Nobody is arguing that the smoking ban caused RTI admissions to rise. The point is that, regardless of how Pell and her team 'feel', they did rise.

The amusing thing is that Pell et al. were clearly pleased with the rigour with which they approached this job...

Our study has a number of strengths. It was conducted according to a predefined protocol, including a detailed statistical analysis plan, which was developed a priori in an attempt to promote scientific transparency and reproducibility. We used over 10 million patient-years of high-quality data routinely collected over a 17-year period. Virtual universal availability of the CHI number minimises risks of incorrect data linkage across the datasets. We accounted for underlying temporal trends in RTI events as well as changes in population size and demographic structure. We applied a look-back period to reduce bias from RTI events occurring prior to the study period. Our modelling approach is widely applied in the evaluation of national public health interventions, including national smoke-free laws.

Then comes the punchline...

Given these strengths, the implausible findings are of considerable concern.

At which point, a sudden rethink was in order. But a further analysis still didn't come up with the goods...

In further post hoc analyses, the strength of association between timing of smoke-free legislation and acute RTI events was very similar when evaluated using a reg(S)ARIMA model of order autoregressive term multiplicative seasonal autoregressive term: IRR 1.15, 95%CI 1.02 to 1.28.
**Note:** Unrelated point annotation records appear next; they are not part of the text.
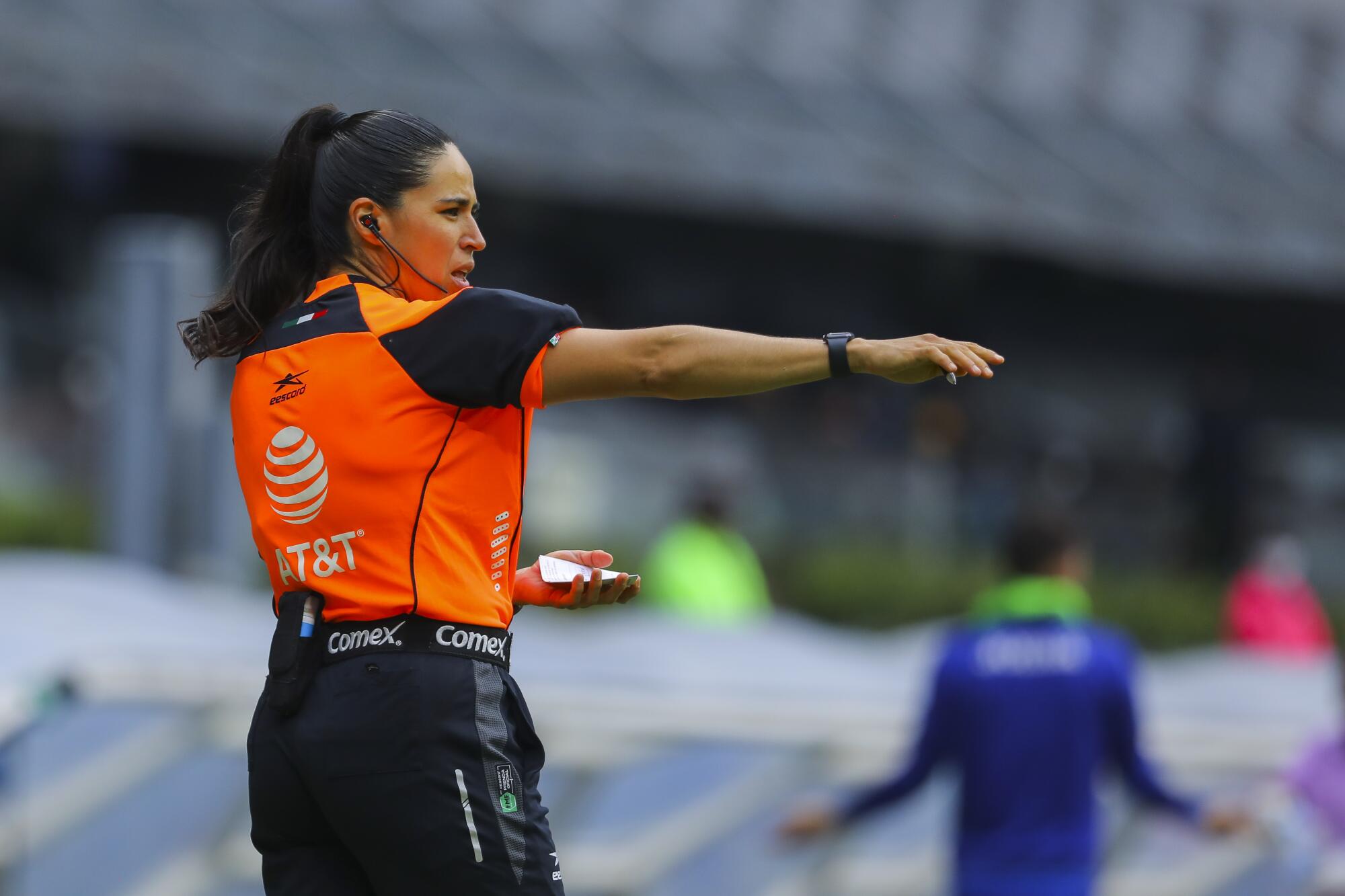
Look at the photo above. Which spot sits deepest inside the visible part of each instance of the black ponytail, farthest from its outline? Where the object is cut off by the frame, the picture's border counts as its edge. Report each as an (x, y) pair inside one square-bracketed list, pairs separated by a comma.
[(293, 231)]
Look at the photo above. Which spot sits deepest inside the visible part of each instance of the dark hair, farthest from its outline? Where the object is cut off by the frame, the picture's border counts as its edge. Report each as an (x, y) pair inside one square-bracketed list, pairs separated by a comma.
[(294, 228), (1038, 540)]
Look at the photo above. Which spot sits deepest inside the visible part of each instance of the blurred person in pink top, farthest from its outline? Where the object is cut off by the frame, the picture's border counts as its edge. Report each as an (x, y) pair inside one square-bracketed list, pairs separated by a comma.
[(1273, 608)]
Ultimately, they resort to arguing that the smoking ban didn't cause the number of admissions to rise (which is something that nobody would seriously claim anyway)...

However, automatic break point detection suggested that the increase in acute RTI events started well before introduction of smoke-free legislation, that is, in November 2004. Using this break point rather than timing of smoke-free legislation in the primary negative binomial regression analysis indeed improved model performance as compared with the primary model. 

Phew! 

When timing of smoke-free legislation was then added to the model that included the November 2004 break point, smoke free legislation was associated with a gradual decrease in acute RTI events (IRR 0.91 per year, 95% CI 0.87 to 0.96), with no evidence of a ‘step’ change at that time.
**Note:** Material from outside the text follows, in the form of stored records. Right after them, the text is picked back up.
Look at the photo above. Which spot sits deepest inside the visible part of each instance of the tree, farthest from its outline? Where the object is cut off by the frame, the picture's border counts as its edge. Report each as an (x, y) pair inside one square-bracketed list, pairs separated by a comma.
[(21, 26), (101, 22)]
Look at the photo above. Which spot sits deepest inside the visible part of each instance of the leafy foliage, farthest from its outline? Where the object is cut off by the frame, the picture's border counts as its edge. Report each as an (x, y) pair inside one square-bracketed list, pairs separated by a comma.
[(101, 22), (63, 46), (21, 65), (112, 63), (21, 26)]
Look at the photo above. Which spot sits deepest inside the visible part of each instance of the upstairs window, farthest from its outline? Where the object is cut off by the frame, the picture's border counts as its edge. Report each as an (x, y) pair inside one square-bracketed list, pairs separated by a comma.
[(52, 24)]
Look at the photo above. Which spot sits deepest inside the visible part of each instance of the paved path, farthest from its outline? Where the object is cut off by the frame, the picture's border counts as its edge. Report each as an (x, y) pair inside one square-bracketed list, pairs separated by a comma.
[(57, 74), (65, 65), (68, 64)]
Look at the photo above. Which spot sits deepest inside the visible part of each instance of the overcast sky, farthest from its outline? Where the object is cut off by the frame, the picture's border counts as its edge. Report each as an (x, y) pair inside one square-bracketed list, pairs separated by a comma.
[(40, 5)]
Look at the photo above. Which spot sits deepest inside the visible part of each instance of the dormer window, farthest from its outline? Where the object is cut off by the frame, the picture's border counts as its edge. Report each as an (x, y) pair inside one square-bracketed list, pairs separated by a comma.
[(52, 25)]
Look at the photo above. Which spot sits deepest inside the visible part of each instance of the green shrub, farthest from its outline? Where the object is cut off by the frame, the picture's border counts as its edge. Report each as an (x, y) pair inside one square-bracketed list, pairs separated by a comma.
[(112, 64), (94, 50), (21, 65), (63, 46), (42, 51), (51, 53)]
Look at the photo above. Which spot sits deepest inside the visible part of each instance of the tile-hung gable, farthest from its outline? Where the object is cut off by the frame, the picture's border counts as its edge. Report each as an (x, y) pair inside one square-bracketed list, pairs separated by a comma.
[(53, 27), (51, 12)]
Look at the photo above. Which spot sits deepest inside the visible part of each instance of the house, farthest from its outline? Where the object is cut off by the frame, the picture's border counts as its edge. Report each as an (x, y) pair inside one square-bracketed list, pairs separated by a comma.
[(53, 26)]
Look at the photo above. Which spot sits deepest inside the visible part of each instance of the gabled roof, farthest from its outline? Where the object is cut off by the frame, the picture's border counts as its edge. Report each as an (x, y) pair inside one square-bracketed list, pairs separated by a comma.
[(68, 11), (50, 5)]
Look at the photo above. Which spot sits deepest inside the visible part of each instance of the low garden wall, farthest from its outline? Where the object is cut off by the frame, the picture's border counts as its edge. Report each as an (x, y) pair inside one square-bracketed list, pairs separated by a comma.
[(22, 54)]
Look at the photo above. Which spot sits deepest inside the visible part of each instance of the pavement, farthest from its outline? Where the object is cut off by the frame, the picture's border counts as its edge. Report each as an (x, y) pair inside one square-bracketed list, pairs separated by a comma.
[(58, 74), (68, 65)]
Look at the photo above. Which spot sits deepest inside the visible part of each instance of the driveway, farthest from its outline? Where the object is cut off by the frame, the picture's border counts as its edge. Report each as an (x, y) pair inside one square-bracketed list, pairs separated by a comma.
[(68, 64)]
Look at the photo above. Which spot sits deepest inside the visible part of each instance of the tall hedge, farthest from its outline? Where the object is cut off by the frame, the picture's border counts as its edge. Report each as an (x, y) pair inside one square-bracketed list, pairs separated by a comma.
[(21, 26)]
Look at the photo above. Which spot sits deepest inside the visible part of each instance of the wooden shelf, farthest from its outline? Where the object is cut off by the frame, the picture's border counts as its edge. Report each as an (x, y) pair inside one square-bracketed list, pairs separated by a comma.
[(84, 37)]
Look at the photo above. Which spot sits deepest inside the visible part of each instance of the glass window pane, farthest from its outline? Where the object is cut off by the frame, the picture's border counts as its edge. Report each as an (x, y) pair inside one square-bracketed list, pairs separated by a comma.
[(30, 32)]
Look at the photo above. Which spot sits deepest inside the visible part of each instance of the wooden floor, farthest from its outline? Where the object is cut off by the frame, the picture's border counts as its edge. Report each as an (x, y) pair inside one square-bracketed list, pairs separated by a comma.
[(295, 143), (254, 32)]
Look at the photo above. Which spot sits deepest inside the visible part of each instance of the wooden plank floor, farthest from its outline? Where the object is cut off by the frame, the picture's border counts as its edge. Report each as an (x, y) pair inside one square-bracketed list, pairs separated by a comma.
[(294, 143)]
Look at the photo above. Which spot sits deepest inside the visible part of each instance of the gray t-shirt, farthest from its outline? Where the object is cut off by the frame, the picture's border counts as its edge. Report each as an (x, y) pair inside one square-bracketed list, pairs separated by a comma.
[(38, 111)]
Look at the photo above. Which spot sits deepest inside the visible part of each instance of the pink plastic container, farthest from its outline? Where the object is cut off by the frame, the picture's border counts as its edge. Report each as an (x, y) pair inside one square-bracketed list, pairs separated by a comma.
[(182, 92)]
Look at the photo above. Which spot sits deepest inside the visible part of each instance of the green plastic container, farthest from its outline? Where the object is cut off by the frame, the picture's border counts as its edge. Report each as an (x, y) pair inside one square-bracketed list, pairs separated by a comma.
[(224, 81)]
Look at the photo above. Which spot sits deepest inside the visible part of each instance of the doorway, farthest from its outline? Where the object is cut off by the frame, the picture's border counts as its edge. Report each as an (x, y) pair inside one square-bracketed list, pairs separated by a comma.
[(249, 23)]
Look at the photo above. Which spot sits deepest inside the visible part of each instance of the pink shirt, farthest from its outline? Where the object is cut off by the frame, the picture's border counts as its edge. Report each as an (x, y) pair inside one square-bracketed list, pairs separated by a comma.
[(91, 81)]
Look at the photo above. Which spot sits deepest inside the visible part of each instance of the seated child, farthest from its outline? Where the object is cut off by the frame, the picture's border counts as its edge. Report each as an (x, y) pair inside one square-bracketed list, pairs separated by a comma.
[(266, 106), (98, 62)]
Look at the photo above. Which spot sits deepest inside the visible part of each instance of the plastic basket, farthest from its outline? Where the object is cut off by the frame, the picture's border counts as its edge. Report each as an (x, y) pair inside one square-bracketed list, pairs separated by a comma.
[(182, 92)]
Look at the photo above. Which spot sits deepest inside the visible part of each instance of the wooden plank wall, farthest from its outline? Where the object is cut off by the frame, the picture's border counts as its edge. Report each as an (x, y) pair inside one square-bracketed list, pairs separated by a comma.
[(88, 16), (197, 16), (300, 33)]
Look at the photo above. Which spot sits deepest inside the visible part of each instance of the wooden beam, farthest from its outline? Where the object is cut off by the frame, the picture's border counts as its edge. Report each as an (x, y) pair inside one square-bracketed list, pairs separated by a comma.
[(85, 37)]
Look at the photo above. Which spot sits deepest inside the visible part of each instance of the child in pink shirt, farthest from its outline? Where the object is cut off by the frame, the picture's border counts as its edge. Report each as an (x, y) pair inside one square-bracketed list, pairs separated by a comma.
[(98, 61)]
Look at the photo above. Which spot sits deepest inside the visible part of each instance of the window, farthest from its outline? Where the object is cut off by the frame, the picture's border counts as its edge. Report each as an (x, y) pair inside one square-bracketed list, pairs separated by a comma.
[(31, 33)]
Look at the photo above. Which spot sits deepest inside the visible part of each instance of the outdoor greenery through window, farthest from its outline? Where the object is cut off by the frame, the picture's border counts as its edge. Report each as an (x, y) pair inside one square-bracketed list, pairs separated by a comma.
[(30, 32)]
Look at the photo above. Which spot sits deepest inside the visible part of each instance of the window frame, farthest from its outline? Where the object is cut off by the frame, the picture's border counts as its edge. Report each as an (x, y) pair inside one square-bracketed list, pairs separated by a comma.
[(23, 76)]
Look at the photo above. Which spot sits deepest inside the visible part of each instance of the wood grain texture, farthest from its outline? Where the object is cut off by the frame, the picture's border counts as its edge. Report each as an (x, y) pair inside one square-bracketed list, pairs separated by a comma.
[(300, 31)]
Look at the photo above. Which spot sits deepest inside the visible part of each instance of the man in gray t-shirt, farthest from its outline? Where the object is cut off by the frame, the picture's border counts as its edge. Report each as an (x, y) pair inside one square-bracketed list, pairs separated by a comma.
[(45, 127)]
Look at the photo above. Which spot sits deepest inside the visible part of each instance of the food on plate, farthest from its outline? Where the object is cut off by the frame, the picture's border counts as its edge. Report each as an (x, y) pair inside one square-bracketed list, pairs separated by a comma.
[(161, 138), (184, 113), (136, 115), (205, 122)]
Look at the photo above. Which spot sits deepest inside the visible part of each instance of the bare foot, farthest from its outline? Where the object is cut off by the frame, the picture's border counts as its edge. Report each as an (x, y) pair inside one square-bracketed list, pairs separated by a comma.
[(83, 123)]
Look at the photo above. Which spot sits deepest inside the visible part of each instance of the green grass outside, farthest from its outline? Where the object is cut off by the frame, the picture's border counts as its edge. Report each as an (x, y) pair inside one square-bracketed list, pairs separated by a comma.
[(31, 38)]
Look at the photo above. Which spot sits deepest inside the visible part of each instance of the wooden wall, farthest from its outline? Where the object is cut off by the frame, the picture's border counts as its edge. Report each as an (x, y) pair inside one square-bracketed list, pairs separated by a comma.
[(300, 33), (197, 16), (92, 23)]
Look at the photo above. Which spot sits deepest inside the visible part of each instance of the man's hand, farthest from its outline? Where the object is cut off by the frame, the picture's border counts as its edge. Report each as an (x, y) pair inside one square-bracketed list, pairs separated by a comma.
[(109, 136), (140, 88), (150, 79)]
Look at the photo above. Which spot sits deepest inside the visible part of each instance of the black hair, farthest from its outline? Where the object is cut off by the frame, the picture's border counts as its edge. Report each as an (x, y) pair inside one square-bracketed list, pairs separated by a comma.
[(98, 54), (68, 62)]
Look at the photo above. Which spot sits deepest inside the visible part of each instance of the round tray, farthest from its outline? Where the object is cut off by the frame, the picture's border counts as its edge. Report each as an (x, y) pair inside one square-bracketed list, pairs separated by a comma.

God knows how they reached that last conclusion, but anyone who reads the abstract will see that the study shows that 'the legislation may in fact be protective', ie. that the smoking ban led to a reduction in the number of admissions for childhood respiratory infections.

I tempted to say that you couldn't make it up, but they did.

This is not the first time that 'public health' quackademics have turned a rise in hospital admissions into a decline (see the Brazilian miracle, for example), but it is the first time they have done it in such plain sight. Jill and her chums outline their methodology in detail, report their findings and then redo the whole thing because the findings go against their a priori assumptions. After redoing it, they arrive at exactly the opposite conclusion.

It is breathtaking. Is there any other field of science where researchers could do this so openly?